Tengo 45 y me doy cuenta que ya no tengo la energía de los 30. Ahora elijo con pinzas las actividades para hacer el fin de semana. Priorizo mi sueño para lograr dormir las ocho horas recomendadas. Trato de alimentarme sanamente, porque desde hace algunos años, hay comidas que me caen mal y me pasan la cuenta. No tengo la misma concentración de antes, y estoy más consciente de la importancia de la actividad física. La hago algunos días a la semana, ya no por mero placer o por estética, sino porque es mi apuesta con la vejez: para ser autovalente y lograr abrocharme los zapatos de manera autónoma.

En esos días de cumpleaños, me comprometí a escribir esta columna para entender un poco más este sentimiento, y apareció casi de inmediato el concepto de edadismo que la OMS define como: la discriminación por motivos de edad que abarca los estereotipos y la discriminación contra personas o grupos de personas debido a su edad. Puede tomar muchas formas, como actitudes prejuiciosas, prácticas discriminatorias o políticas y prácticas institucionales que perpetúan estas creencias estereotipadas.

¿Qué pensamos de los viejos? O más bien, ¿Qué pienso yo de mi propio envejecimiento? ¿Cómo es que aparece la vejez en nuestra cultura? ¿Quiero llegar a ser vieja?

A pesar que he dejado crecer mis canas naturalmente y, a priori, no haría intervenciones en mi cara, debo admitir que me da pánico envejecer. Y ojo, que no es tanto por las arrugas, la menopausia o la pésima jubilación. Me da miedo convertirme en una vieja en una sociedad que esconde a los viejos en casas de reposo. Donde se los infantiliza y se les habla hasta el cansancio con diminutivos. Me genera rechazo imaginar que gente joven va a descalificar lo que opino, y peor aún, va a considerar que tiene que dictarme lo que tengo que pensar. Darme cuenta que voy a necesitar el apoyo constante de otro y que me digan mejor lo hago yo. Es el asunto de la pérdida de autonomía, incluso sobre mi cognición.

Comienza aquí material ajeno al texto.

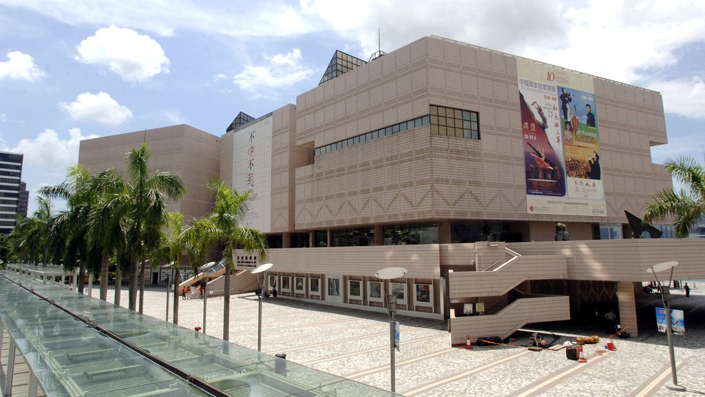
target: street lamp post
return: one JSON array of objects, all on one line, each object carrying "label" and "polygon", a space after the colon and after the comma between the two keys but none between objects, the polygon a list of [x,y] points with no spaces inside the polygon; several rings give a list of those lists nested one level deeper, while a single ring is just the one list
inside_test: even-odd
[{"label": "street lamp post", "polygon": [[668,280],[673,280],[673,268],[678,264],[678,262],[675,261],[662,262],[646,269],[646,273],[653,274],[654,278],[661,287],[659,290],[661,290],[661,303],[663,304],[663,310],[666,312],[666,335],[668,341],[668,354],[670,356],[670,377],[673,382],[673,384],[666,385],[666,387],[676,391],[685,391],[685,388],[678,384],[678,375],[675,368],[675,352],[673,351],[673,327],[670,324],[670,304],[668,302],[670,299],[670,291],[669,290],[670,285],[661,285],[661,281],[658,280],[658,276],[656,275],[658,272],[670,269],[670,275]]},{"label": "street lamp post", "polygon": [[[374,273],[377,278],[380,280],[393,280],[395,278],[401,278],[406,275],[407,271],[404,268],[384,268],[381,270],[377,271]],[[392,288],[390,288],[390,290]],[[396,300],[397,293],[394,291],[390,291],[388,294],[386,294],[387,297],[387,313],[389,316],[389,368],[390,368],[390,377],[391,379],[391,391],[392,392],[396,392],[396,362],[394,359],[394,349],[396,348],[395,342],[395,325],[396,323],[395,316],[396,315]]]},{"label": "street lamp post", "polygon": [[257,305],[257,351],[262,351],[262,300],[264,296],[264,283],[266,282],[266,271],[271,268],[273,263],[264,263],[250,271],[252,274],[257,275],[257,286],[259,286],[259,273],[264,273],[264,277],[262,278],[262,287],[259,288],[259,303]]}]

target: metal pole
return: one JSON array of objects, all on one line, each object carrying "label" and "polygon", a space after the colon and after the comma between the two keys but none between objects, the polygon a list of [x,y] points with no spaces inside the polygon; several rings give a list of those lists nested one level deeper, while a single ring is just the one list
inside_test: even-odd
[{"label": "metal pole", "polygon": [[[387,309],[389,311],[389,367],[391,373],[392,393],[396,392],[396,362],[394,360],[394,311],[392,308],[392,300],[396,299],[393,294],[387,295]],[[396,303],[396,302],[394,302]]]},{"label": "metal pole", "polygon": [[[266,273],[264,273],[264,280],[266,280]],[[259,282],[259,280],[258,280]],[[264,296],[264,282],[262,281],[259,290],[259,303],[257,308],[257,351],[262,351],[262,297]]]},{"label": "metal pole", "polygon": [[166,275],[166,316],[165,317],[167,323],[169,322],[169,290],[171,289],[171,278],[169,277],[171,275]]},{"label": "metal pole", "polygon": [[[651,268],[651,270],[653,271],[654,268]],[[661,303],[663,304],[663,310],[666,311],[666,336],[668,342],[668,355],[670,358],[670,378],[673,382],[673,384],[666,385],[666,388],[676,391],[685,391],[685,388],[678,384],[678,375],[675,367],[675,352],[673,351],[673,328],[670,324],[670,304],[666,299],[666,292],[663,292],[664,287],[661,285],[656,272],[652,271],[651,273],[654,273],[654,278],[656,279],[656,283],[661,285]],[[673,278],[673,268],[671,268],[670,274],[671,278]]]}]

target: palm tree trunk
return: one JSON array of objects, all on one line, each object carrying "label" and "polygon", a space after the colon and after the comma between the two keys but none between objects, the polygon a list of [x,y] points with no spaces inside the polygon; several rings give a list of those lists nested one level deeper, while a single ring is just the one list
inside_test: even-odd
[{"label": "palm tree trunk", "polygon": [[137,284],[140,276],[140,268],[135,261],[130,263],[130,291],[128,296],[128,308],[137,309]]},{"label": "palm tree trunk", "polygon": [[109,271],[110,262],[106,256],[103,256],[103,261],[100,263],[100,300],[108,301],[108,273]]},{"label": "palm tree trunk", "polygon": [[142,312],[145,309],[145,268],[147,266],[147,263],[145,263],[145,259],[142,258],[140,277],[140,313]]},{"label": "palm tree trunk", "polygon": [[82,294],[85,289],[86,263],[81,260],[78,262],[78,293]]},{"label": "palm tree trunk", "polygon": [[[180,254],[179,254],[179,255],[180,255]],[[174,268],[174,266],[176,266],[176,268]],[[171,265],[171,268],[172,268],[172,271],[173,271],[173,273],[174,273],[174,304],[173,304],[173,307],[174,307],[174,314],[173,314],[173,323],[175,324],[178,324],[178,301],[179,301],[179,299],[178,299],[178,292],[179,292],[178,285],[179,285],[179,283],[181,282],[180,274],[179,274],[180,272],[179,271],[178,261],[176,261],[174,263],[173,265]],[[176,271],[174,270],[174,268],[176,268]]]},{"label": "palm tree trunk", "polygon": [[[230,255],[232,257],[233,254],[231,252],[226,252],[226,255]],[[228,264],[230,261],[227,259],[225,261],[226,271],[225,271],[225,278],[223,279],[223,298],[225,302],[223,302],[223,340],[228,340],[230,339],[230,271],[231,266]]]},{"label": "palm tree trunk", "polygon": [[115,265],[115,304],[120,306],[120,295],[123,290],[123,272],[120,263]]}]

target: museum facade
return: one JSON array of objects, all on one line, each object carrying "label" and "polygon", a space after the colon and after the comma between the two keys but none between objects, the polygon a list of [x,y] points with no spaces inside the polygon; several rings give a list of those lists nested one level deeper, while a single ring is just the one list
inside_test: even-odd
[{"label": "museum facade", "polygon": [[[643,215],[672,184],[651,158],[667,143],[658,93],[452,40],[369,62],[337,51],[295,105],[240,112],[220,137],[99,138],[79,162],[120,166],[142,142],[187,180],[172,208],[186,218],[209,209],[210,177],[252,191],[245,223],[269,236],[280,296],[383,311],[393,290],[400,314],[449,319],[453,343],[595,304],[636,333],[646,268],[678,261],[674,278],[705,278],[704,242],[629,238],[625,211]],[[234,259],[236,290],[253,290],[257,258]],[[390,266],[407,273],[375,277]]]}]

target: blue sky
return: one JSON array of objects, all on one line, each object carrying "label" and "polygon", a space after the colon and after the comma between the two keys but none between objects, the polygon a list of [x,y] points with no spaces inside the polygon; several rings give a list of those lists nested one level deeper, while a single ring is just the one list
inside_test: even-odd
[{"label": "blue sky", "polygon": [[378,28],[388,52],[438,35],[659,91],[654,162],[704,161],[702,1],[0,0],[0,150],[25,154],[33,192],[64,179],[81,139],[221,135],[240,111],[295,103],[336,49],[368,59]]}]

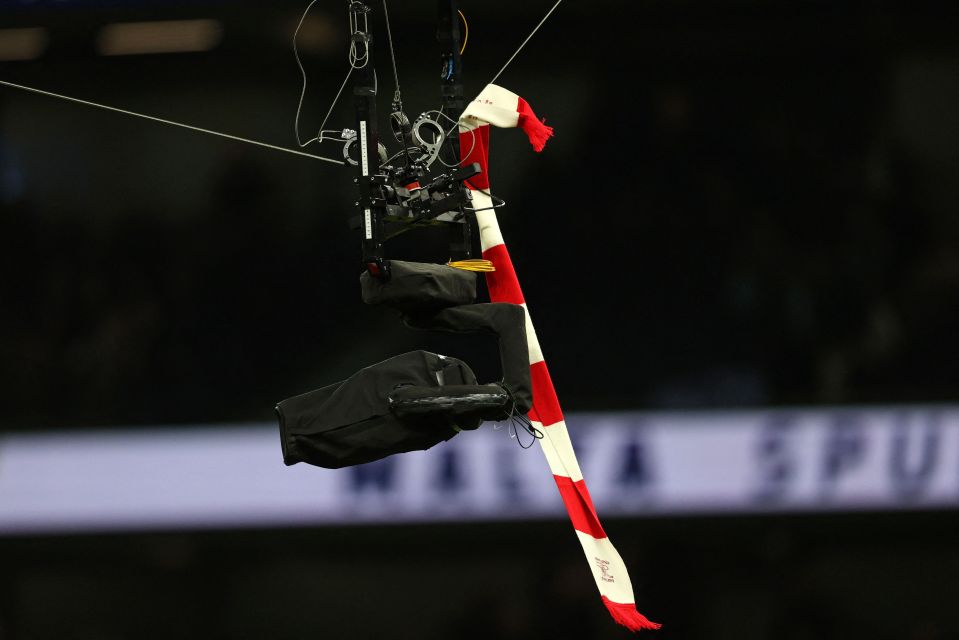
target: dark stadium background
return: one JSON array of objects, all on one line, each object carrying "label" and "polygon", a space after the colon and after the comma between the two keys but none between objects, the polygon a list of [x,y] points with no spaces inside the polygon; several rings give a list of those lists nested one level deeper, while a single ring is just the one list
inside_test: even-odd
[{"label": "dark stadium background", "polygon": [[[292,146],[305,4],[5,0],[51,36],[0,79]],[[550,4],[464,0],[468,94]],[[392,6],[418,113],[434,3]],[[346,71],[317,14],[305,131]],[[96,55],[180,18],[222,43]],[[564,407],[959,401],[957,29],[946,1],[567,0],[502,79],[556,137],[492,151]],[[0,430],[269,421],[412,344],[360,302],[336,167],[2,89],[0,175]],[[959,638],[954,511],[607,530],[662,638]],[[4,639],[626,635],[559,520],[0,538]]]}]

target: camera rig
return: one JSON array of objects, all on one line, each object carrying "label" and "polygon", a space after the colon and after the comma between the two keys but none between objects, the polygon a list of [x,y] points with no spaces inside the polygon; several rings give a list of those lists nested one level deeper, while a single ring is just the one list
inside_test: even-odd
[{"label": "camera rig", "polygon": [[[350,3],[351,59],[358,72],[353,87],[355,131],[344,131],[343,155],[356,168],[356,215],[350,226],[362,233],[362,264],[369,274],[388,279],[390,262],[384,244],[390,238],[423,227],[449,229],[449,259],[471,257],[471,197],[465,182],[480,173],[478,164],[460,167],[456,118],[465,101],[460,75],[462,40],[457,0],[437,0],[437,41],[440,44],[440,109],[420,114],[412,123],[403,110],[386,3],[383,4],[395,92],[390,125],[401,150],[389,156],[377,124],[377,77],[372,64],[371,9]],[[444,160],[444,157],[447,158]],[[450,161],[451,159],[451,161]],[[445,171],[431,173],[439,163]]]}]

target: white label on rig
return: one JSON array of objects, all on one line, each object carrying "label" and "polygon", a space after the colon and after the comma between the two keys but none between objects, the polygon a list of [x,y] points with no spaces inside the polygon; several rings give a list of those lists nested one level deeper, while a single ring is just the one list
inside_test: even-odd
[{"label": "white label on rig", "polygon": [[370,175],[370,156],[366,153],[366,120],[360,120],[360,166],[363,175]]}]

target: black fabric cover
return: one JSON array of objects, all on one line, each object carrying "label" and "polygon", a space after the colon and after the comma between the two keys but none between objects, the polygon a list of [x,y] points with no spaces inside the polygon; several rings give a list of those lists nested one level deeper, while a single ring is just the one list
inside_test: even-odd
[{"label": "black fabric cover", "polygon": [[366,304],[385,304],[401,311],[429,311],[476,300],[476,274],[445,264],[390,260],[388,280],[364,271],[360,289]]},{"label": "black fabric cover", "polygon": [[360,282],[364,301],[400,310],[412,328],[498,336],[503,380],[478,384],[465,362],[427,351],[390,358],[276,406],[286,464],[362,464],[429,449],[483,420],[530,410],[522,306],[471,304],[476,274],[446,265],[393,260],[389,279],[364,272]]},{"label": "black fabric cover", "polygon": [[427,413],[404,420],[390,411],[390,394],[418,389],[427,395],[440,381],[475,393],[476,376],[462,360],[413,351],[366,367],[343,382],[283,400],[276,405],[283,462],[338,469],[379,458],[429,449],[460,429],[475,429],[481,418]]},{"label": "black fabric cover", "polygon": [[[499,337],[502,386],[512,396],[517,413],[527,413],[533,406],[533,387],[529,373],[529,351],[526,342],[526,310],[508,302],[486,302],[451,307],[435,313],[408,313],[403,320],[416,329],[447,333],[487,333]],[[507,413],[513,407],[507,407]],[[500,415],[487,414],[487,420]]]}]

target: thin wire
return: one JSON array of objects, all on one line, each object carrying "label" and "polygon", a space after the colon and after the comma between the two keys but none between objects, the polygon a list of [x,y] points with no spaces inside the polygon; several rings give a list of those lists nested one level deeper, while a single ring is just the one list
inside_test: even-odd
[{"label": "thin wire", "polygon": [[463,28],[466,30],[466,34],[463,36],[463,46],[460,47],[460,55],[463,55],[463,52],[466,51],[466,43],[470,39],[470,25],[466,21],[466,16],[463,15],[463,12],[459,9],[456,10],[456,13],[460,14],[460,17],[463,19]]},{"label": "thin wire", "polygon": [[523,44],[521,44],[519,46],[519,49],[517,49],[512,56],[510,56],[510,59],[506,61],[506,64],[503,65],[503,68],[499,70],[499,73],[493,76],[493,79],[489,81],[490,84],[496,83],[497,78],[499,78],[500,75],[502,75],[502,73],[506,71],[506,67],[510,65],[510,63],[513,61],[513,58],[515,58],[519,54],[519,52],[523,50],[523,47],[526,46],[526,43],[529,42],[533,38],[533,36],[536,35],[536,32],[539,31],[539,28],[542,27],[543,23],[546,22],[547,19],[549,19],[549,17],[553,14],[554,11],[556,11],[556,7],[558,7],[562,1],[563,0],[556,0],[556,4],[553,5],[553,8],[550,9],[545,16],[543,16],[543,19],[539,21],[539,24],[536,25],[536,28],[533,29],[533,32],[530,33],[528,36],[526,36],[526,39],[523,40]]},{"label": "thin wire", "polygon": [[[317,3],[318,0],[312,0],[310,4],[307,5],[306,11],[303,12],[303,15],[300,16],[300,21],[296,25],[296,30],[293,32],[293,57],[296,58],[296,66],[300,68],[300,75],[303,77],[303,85],[300,88],[300,101],[296,104],[296,116],[293,118],[293,135],[296,137],[296,143],[300,145],[302,149],[311,142],[316,142],[317,137],[313,137],[306,142],[300,140],[300,111],[303,109],[303,98],[306,97],[306,69],[303,68],[303,62],[300,60],[300,50],[296,46],[296,36],[300,35],[300,27],[303,26],[303,22],[306,20],[307,14],[310,12],[310,9],[313,8],[313,5]],[[350,73],[353,72],[353,69],[350,69]],[[347,75],[349,77],[349,75]],[[322,127],[321,127],[322,128]]]},{"label": "thin wire", "polygon": [[390,60],[393,61],[393,80],[396,83],[396,93],[393,97],[394,102],[400,101],[400,73],[396,69],[396,52],[393,51],[393,32],[390,31],[390,12],[386,8],[386,0],[383,0],[383,17],[386,19],[386,39],[390,44]]},{"label": "thin wire", "polygon": [[201,127],[194,127],[193,125],[183,124],[182,122],[174,122],[173,120],[166,120],[164,118],[157,118],[155,116],[148,116],[142,113],[136,113],[135,111],[127,111],[126,109],[118,109],[117,107],[110,107],[105,104],[99,104],[96,102],[90,102],[89,100],[81,100],[79,98],[71,98],[70,96],[61,95],[59,93],[53,93],[51,91],[44,91],[43,89],[35,89],[34,87],[27,87],[22,84],[14,84],[12,82],[6,82],[5,80],[0,80],[0,85],[7,87],[12,87],[14,89],[20,89],[22,91],[29,91],[31,93],[38,93],[43,96],[48,96],[50,98],[58,98],[60,100],[66,100],[68,102],[74,102],[76,104],[82,104],[87,107],[96,107],[97,109],[105,109],[106,111],[113,111],[115,113],[122,113],[127,116],[134,116],[136,118],[143,118],[144,120],[152,120],[154,122],[159,122],[161,124],[168,124],[174,127],[181,127],[183,129],[189,129],[191,131],[198,131],[200,133],[207,133],[213,136],[219,136],[221,138],[227,138],[229,140],[235,140],[237,142],[245,142],[246,144],[256,145],[258,147],[265,147],[267,149],[273,149],[274,151],[283,151],[285,153],[292,153],[298,156],[304,156],[306,158],[313,158],[314,160],[322,160],[323,162],[332,162],[333,164],[346,164],[342,160],[334,160],[333,158],[325,158],[323,156],[313,155],[312,153],[305,153],[303,151],[297,151],[295,149],[288,149],[286,147],[278,147],[276,145],[268,144],[266,142],[259,142],[257,140],[250,140],[249,138],[241,138],[240,136],[234,136],[229,133],[221,133],[219,131],[213,131],[212,129],[203,129]]},{"label": "thin wire", "polygon": [[[300,16],[300,22],[296,25],[296,30],[293,32],[293,57],[296,58],[296,65],[300,68],[300,75],[303,76],[303,86],[300,90],[300,101],[296,105],[296,117],[293,120],[293,133],[296,136],[296,143],[300,145],[301,149],[313,142],[321,143],[321,142],[325,142],[326,140],[329,140],[330,138],[326,137],[326,134],[328,133],[338,133],[342,135],[342,132],[339,130],[327,129],[326,123],[329,122],[330,115],[333,113],[333,109],[334,107],[336,107],[336,103],[339,102],[340,96],[343,94],[343,89],[344,87],[346,87],[346,83],[349,82],[350,76],[353,74],[353,71],[355,69],[362,69],[366,67],[366,65],[369,64],[369,60],[370,60],[370,50],[368,46],[363,47],[363,55],[359,55],[357,53],[356,41],[353,40],[352,35],[356,33],[357,31],[359,31],[360,24],[358,19],[354,22],[353,13],[350,12],[349,19],[350,19],[351,38],[350,38],[349,55],[347,56],[347,59],[349,60],[349,63],[350,63],[350,70],[346,72],[346,77],[343,78],[343,82],[340,84],[340,88],[336,92],[336,96],[333,98],[333,102],[330,103],[330,108],[326,110],[326,115],[323,117],[323,123],[320,125],[319,131],[314,137],[310,138],[306,142],[302,142],[300,140],[300,112],[303,109],[303,99],[306,96],[306,69],[303,68],[303,62],[300,60],[300,51],[299,51],[299,47],[297,47],[296,45],[296,37],[300,33],[300,28],[303,26],[303,22],[306,20],[306,16],[310,13],[310,9],[313,8],[313,5],[316,4],[317,1],[318,0],[312,0],[312,2],[310,2],[309,5],[307,5],[306,10],[303,12],[303,15]],[[363,23],[364,23],[363,28],[365,30],[368,26],[365,15],[363,17]],[[362,62],[362,64],[357,64],[359,62]],[[375,82],[375,78],[376,78],[375,72],[373,77]],[[376,93],[375,89],[373,90],[373,93],[374,94]]]}]

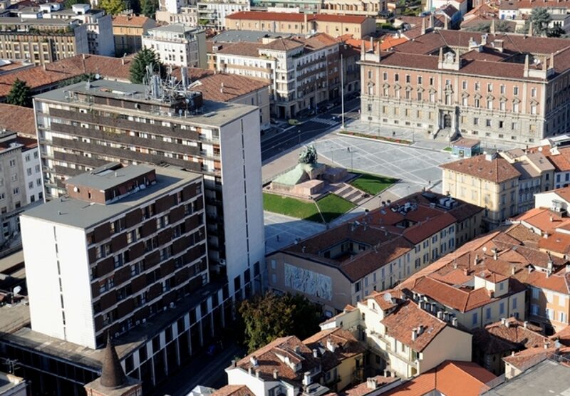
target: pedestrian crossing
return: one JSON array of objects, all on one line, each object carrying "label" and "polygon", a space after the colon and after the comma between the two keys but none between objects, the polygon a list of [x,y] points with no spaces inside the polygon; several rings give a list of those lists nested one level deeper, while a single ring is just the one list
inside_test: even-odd
[{"label": "pedestrian crossing", "polygon": [[336,125],[338,123],[338,121],[335,121],[334,120],[326,120],[325,118],[319,118],[318,117],[312,118],[310,120],[313,121],[314,123],[319,123],[321,124],[325,124],[331,126]]}]

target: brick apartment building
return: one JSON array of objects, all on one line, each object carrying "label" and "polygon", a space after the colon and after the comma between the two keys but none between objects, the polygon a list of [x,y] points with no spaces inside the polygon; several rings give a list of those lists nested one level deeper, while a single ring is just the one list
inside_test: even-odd
[{"label": "brick apartment building", "polygon": [[362,53],[366,122],[521,147],[567,131],[566,40],[435,30]]}]

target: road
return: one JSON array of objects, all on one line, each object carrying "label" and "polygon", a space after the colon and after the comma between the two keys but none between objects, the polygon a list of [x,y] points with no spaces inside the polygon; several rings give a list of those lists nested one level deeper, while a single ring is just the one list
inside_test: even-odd
[{"label": "road", "polygon": [[[344,103],[345,110],[355,110],[360,105],[360,98],[347,100]],[[310,142],[333,127],[341,125],[341,106],[336,106],[326,113],[318,114],[306,121],[261,142],[261,161],[266,161],[275,155],[286,152],[304,142]],[[345,114],[346,118],[350,115]],[[333,118],[336,118],[333,120]]]},{"label": "road", "polygon": [[169,376],[153,395],[185,396],[197,385],[219,389],[227,385],[227,375],[224,369],[229,366],[232,359],[243,356],[244,352],[242,348],[229,344],[215,356],[206,353],[195,356],[187,366]]}]

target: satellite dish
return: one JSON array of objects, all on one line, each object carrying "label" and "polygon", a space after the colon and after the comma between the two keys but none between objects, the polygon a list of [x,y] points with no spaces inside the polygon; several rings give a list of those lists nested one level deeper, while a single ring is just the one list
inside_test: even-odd
[{"label": "satellite dish", "polygon": [[392,302],[392,295],[390,293],[388,293],[388,292],[385,293],[383,298],[384,298],[384,301],[385,301],[388,302],[388,303],[391,303]]}]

Tengo miedo a cansarme y permitir que otros piensen por mí. Tengo miedo a dejar de ser la que construí durante mi existencia.

Cumplí 45 años y vislumbré lo que se viene: un mundo que concibe la vejez de manera condescendiente y que está lleno de estereotipos y prejuicios.

Se cree que una persona mayor es una “abuelita” siempre disponible y con las manos abiertas para recibir cuando los otros quieran o tengan tiempo. Es alguien que no tiene privacidad y de quién puedes escudriñar en sus recuerdos y revisar sus secretos como si fueran públicos.

Afortunadamente, las cosas han ido cambiando lentamente. Recuerdo cuando vi los Puentes de Madison en los noventa, y no podía creer que Clint Eastwood tuviera deseo sexual. Ahí entendí que las personas mayores sí lo tienen, como también se pueden enamorar y generar vínculos amorosos. Esas representaciones nos permiten tener un acercamiento más positivo con ese período de la vida.

Tímidamente me he ido acercando a ejemplos de vejeces que a mis ojos son esperanzadoras e inspiradoras, como la de Joan Didion, una mujer perfectamente lúcida en sus reflexiones hasta el fin de sus días. Pienso en Humberto Maturana que, octogenario, siguió desafiándonos con su pensamiento. En Siri Husvedt, de 67 años, que me hace explotar la cabeza con sus postulados. En Ana María Zlachevsky, mi maestra, quien a sus casi 80 años, generosamente me invita a discutir y reflexionar sobre el estado del arte de la Psicología. Y en cada una de las personas mayores que me enseñan día a día que, hasta el último respiro, vale la pena estar y co-construir un mundo más amable.

Cumplí 45 y me di cuenta que ya no soy joven y que esa vieja que imaginé, está a la vuelta de la esquina, guiñandome un ojo, invitándome a soltar la idealización de la juventud. El día de mi cumpleaños me hice una promesa: me encargaré de ser la vieja que quiero ser. Con sus luces y sombras. Una vieja que vivió.

Dominique Karahanian, psicóloga y académica U. Mayor.